Suppose there is an error. Does the investment manager have recourse? The advisory firms already know that their investment management clients are lazy. What about the ultimate beneficiaries? The one-size-fits-all business model cannot apply for the vast array of pensioners, hedge funds, funds-of-funds, ETFs, and endowments. The spate of bankruptcies during the pandemic is exposing corporate boards that received positive ratings and recommended votes from the advisory firms. Ticking all of the boxes for Environmental, Social and Governance investing, or ESG, is not a substitute for industry expertise, as Chesapeake demonstrated in 2011 and 2012. There was no one on Chesapeake’s board who had leased an acre or drilled a well—no one who could challenge CEO Aubrey McClendon.  Or, for a current example, a soap company executive appears to have the closest industry expertise on the board of a money-losing refinery—no one apart from the CEO has refinery expertise! What were the recommendations by ISS and Glass Lewis?

Does the issuer have recourse? No.  But out of frustration and long study, the SEC is considering a regulation that would provide corporations a maximum of 48 hours to respond to proxy advisory firms proposed recommendations. Corporations could point out errors in fact to the advisory firms’ statements but, of course, could not force the firms to withdraw recommendations or otherwise restate their conclusions. 

Published performance audits of ISS and Glass Lewis would be helpful both for investors and issuers.

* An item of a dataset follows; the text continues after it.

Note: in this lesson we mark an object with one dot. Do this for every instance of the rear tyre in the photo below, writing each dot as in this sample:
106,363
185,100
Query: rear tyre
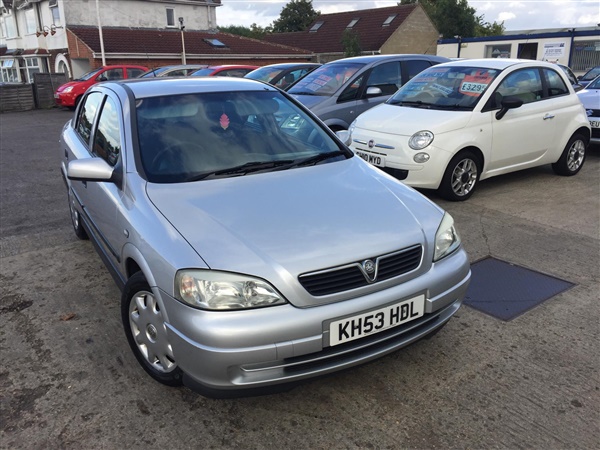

ISS and Glass Lewis are the Siskel and Ebert of their business but have it better than any critic or any sportswriter because they are paid by both the moviegoers and the producers alike. They are paid twice to employ cheap labor to “analyze” thousands of proxy statements to issue opinions for which they accept no responsibility. Unlike with Siskel and Ebert, there are antitrust concerns for the two advisors with their 97% market share.  Privately owned, the economic performance of the firms is masked. But the hallmarks of monopolistic behavior are high prices and lower levels of service than are found in competitive markets.  There is a market opportunity here.